I had asked a question earlier this year surveying everyone here about your company’s data stack and thought it was a fruitful conversation.
As my company Payoff has matured, I’ve realized more and more that something that is as or possibly more important is how the data team is structured across the company. And when I say data team I’m referring to the full data stack and the role people play in building out the infrastructure, building data integrations and of course analyzing the data itself.
So how is your data team structured? Does it have a clear delineation between data engineers (generate the data in the application aka website), DBAs (those that work on the data pipes or ETL) and data analysts/scientists (those that derive business value from the data)? Or do you have an organization where the line is blurred between DBAs and data scientists kind of like Stichfix does it: their motto is engineers shouldn’t write ETL.
To kick things off I thought I’d share how my company is structured. We have:
- Data Engineers: Backend engineers who are creating production data
- DBAs: Those who are only responsible for building out data integrations and bringing first-party and third-party data into a centralized data repository
- Data Analysts/Scientists: End-users of the data who run analysis, build Looks/Dashboards, create markdown output, automate reporting, building models
Pros
- Clear delineation of responsibilities. People generally do what they are good at.

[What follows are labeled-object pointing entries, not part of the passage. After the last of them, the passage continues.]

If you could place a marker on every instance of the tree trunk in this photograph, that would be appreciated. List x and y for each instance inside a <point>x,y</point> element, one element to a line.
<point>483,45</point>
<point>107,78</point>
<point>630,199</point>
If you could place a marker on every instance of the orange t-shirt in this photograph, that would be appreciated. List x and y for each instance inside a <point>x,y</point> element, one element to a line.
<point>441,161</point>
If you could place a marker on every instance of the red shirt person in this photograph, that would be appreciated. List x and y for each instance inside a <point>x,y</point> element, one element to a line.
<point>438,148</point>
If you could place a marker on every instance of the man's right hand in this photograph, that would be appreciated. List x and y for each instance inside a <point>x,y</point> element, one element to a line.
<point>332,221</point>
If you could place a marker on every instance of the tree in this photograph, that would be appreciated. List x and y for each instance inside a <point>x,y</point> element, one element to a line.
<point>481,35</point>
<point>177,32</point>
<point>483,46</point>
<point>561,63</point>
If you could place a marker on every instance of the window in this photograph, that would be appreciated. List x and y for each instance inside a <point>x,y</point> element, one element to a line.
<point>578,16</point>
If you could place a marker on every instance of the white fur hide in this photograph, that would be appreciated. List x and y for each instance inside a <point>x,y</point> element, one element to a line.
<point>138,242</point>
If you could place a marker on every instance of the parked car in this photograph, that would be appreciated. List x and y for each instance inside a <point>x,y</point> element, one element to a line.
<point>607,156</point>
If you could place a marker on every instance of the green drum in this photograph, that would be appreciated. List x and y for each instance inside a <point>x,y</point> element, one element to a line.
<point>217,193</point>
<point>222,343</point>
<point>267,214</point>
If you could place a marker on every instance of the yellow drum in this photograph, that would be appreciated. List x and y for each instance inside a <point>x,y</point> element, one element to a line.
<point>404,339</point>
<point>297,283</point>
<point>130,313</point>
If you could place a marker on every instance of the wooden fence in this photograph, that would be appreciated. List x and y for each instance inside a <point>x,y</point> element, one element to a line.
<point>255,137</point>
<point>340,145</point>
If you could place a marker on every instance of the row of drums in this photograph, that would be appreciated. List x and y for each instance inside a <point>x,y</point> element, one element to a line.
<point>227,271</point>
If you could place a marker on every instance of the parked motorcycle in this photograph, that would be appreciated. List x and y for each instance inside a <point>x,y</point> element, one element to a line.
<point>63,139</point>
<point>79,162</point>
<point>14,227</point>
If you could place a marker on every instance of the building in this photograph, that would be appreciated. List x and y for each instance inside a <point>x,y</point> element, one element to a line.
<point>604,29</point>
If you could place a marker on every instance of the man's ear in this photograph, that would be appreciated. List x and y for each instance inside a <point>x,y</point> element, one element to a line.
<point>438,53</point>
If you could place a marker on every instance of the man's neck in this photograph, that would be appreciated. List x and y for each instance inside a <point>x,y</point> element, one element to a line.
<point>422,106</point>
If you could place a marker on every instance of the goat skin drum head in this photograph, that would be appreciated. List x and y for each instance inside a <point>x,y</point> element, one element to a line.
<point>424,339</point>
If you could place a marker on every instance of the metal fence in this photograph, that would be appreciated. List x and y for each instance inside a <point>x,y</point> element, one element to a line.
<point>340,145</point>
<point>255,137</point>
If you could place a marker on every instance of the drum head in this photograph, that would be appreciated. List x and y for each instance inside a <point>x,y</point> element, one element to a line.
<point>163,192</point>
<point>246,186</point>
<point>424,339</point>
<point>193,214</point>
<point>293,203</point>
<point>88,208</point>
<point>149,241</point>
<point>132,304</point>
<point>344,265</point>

- Data scientists and analysts do not have to worry about ETL. They can focus their energies on analysis.
Cons
- When the ETL breaks or there is some issue with it, it’s hard for the data scientists
to validate where the issue is coming from since in this setup the ETL is essentially a blackbox - ETL can be somewhat dry work as they are often not informed of the output or end result of the data they are working with. In this structure, they function kind of like a middle-man (albeit a very important one!) taking data and passing it along
- The DBA does not often have enough context either up-stream about the production data or down-stream as to what data is important for the business
I’m curious how other company’s divvy up the data work across these different roles and manage the overlap between responsibilities.